Volume 8 Issue 3 ( September 2021 )

Pages_601-609

Estimating the Coverage Performance of a Wireless Sensor Network Considering Boundary Effects in the Presence of Sensor Failure

Mini, Ashok Pal

[ABSTRACT ]

Coverage is one of the most critical performance metric of wireless sensor networks (WSNs) because it shows how well a region of interest (RoI) is being monitored by the deployed network. In general, the RoI is either circular or rectangular in shape which have boundary regions.

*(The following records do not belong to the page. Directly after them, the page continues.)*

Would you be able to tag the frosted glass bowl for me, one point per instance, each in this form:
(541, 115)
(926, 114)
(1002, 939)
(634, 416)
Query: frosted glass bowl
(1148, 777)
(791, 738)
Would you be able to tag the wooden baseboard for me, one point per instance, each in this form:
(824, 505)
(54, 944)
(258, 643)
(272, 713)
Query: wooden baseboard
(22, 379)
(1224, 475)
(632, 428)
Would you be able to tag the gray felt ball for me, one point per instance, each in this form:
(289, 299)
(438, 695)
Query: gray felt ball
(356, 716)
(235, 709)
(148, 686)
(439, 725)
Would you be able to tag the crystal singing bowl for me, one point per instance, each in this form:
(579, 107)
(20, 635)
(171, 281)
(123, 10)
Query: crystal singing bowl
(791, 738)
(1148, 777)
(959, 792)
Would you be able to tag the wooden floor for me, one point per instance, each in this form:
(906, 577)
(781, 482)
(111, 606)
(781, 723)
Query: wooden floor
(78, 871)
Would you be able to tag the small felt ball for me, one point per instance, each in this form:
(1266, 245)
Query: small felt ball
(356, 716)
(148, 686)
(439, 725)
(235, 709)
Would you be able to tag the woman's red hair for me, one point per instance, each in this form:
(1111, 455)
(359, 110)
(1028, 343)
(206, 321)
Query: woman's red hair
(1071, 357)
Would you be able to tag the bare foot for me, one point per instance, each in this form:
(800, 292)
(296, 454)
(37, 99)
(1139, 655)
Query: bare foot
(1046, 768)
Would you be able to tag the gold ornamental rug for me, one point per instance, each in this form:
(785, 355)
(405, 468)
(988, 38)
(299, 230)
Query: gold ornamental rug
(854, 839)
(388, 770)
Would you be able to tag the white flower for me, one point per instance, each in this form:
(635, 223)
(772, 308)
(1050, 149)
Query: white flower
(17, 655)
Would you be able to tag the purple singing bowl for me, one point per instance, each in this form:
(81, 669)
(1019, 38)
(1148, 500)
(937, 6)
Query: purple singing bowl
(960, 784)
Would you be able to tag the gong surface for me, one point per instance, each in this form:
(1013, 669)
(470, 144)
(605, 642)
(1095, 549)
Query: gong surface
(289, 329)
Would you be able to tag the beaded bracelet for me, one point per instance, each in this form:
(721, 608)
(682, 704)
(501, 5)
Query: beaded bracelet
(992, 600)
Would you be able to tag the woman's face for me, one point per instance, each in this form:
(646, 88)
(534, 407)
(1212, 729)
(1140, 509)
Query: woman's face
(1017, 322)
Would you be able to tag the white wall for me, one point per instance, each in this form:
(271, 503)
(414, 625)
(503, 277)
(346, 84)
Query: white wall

Sensor nodes (SNs) deployed in these regions suffer boundary effects (BEs), i.e., the useful coverage area of an SN deployed near the boundary regions is less as compared to the SNs deployed in the middle of the RoI. It is imperative to consider these BEs while evaluating the performance of WSNs because analytical results derived for large networks are not valid for finite networks. In addition, SNs of a deployed WSN are prone to failure due to a large number of factors such as battery drainage, high temperature, and other environmental conditions. Earlier researchers have ignored the impact of BEs in the presence of sensor failure while evaluating the coverage performance of WSNs. In this work, we derive an analytical model by considering BEs and sensor failure to achieve a closed form expression for the k-coverage performance of a WSN deployed in a rectangular RoI. Further, we analyze the influence of various network parameters such as number of SNs, sensing range, and sensor failure rate on the k-coverage performance of the network. The results obtained using the proposed model show a good match with simulations outcomes with Root Mean Square Error (RMSE) no more than 0.03, thus, validating our model. For rs = 80 m and N = 100, 1-coverage probabilities are found to be 0.9874, 0.9313 and 0.8069 for k = 1, 2 and 3 respectively showing that the k-coverage probability deriorates with the increase in the value of k.

Keywords: wireless sensor networks; binary sensing model; k -coverage probability; sensor failure rate; boundary effects.